With full virtualization, the “full”, unmodified guest operating system runs on the host operating system. Since it is not modified, the performance is degraded. This might be fine for test environments but it is not practical for production. We don’t need a tight technical collaboration to achieve full virtualization.
So our focus is on optimization. In Linux terminology, paravirtualization. In Windows terminology, enlightened virtualization. This requires a special layer of software that mediates access to hardware resources. This software layer requires modification of the guest OS, but in return offers performance near that of an unvirtualized system.
Ordinarily a change to an operating system, with all of the requisite testing, would take a very long time. Since this is the primary focus, we are applying the resources to bring this out as quickly as possible. In particular, the committed roadmap is:
* SLES 10 will run on Microsoft Virtual Server 2005 as a guest in first calendar half of 2007.
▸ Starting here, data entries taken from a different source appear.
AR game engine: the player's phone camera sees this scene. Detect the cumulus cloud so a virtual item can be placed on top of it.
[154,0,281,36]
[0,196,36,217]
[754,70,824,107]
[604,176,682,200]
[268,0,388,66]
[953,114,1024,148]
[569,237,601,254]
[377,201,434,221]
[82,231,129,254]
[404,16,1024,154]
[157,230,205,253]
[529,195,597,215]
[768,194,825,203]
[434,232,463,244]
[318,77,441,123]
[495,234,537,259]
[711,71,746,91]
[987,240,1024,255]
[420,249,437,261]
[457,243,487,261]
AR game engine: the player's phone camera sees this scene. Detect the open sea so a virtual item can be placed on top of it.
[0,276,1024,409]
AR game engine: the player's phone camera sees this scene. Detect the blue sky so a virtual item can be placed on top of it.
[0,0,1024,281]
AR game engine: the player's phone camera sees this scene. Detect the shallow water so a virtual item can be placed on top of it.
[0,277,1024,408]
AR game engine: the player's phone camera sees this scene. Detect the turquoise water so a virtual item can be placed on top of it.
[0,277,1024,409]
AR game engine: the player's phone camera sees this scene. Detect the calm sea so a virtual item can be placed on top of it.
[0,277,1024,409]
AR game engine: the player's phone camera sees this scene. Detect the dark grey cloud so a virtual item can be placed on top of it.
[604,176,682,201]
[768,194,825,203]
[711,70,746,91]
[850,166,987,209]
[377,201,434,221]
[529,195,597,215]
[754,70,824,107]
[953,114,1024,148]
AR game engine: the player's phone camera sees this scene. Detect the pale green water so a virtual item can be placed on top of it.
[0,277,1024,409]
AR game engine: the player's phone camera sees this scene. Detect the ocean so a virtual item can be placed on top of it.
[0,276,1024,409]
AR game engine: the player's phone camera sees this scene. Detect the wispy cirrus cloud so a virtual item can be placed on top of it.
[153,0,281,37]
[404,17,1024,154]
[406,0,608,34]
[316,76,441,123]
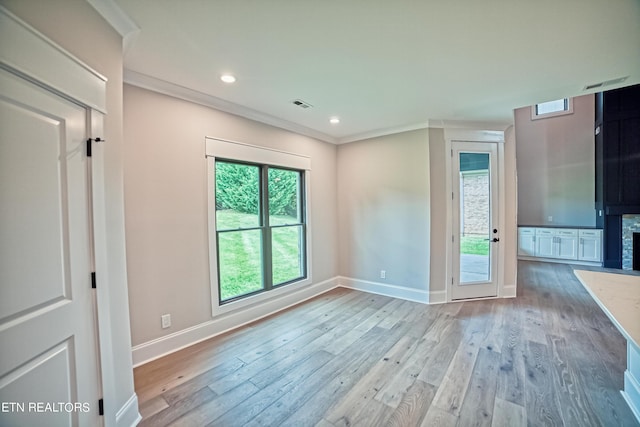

* SLES 10 will run immediately as a enlightened (i.e. optimized) guest on Longhorn, when Longhorn virtualization ships. This is scheduled to be within 6 months of the initial ship date of Longhorn – targeted for the second half of 2007.
* When Longhorn comes out in the second half of 2007, it will be supported as a paravirtualized guest on SLES.
So, unless I'm missing something, doesn't it sound like Microsoft just backed out of, or at least has postponed in a big way, another part of the Novell-Microsoft deal? Or is it that they are interested in server virtualization but not desktop?
It's so pitiful to watch Novell going around declaring its love for Microsoft, telling us how great and necessary the deal was and how it's loyally sticking to the agreement, while Microsoft is telling us, as I read it, that it would like to extricate itself somewhat. Like a boyfriend that tells a girl he's not breaking up with her but he just thinks they should see other people. Or Hollywood couples, where they are separately interviewed, and she tells a reporter how happy they are as a couple, and he tells another that he doesn't think men are suited to monogamy.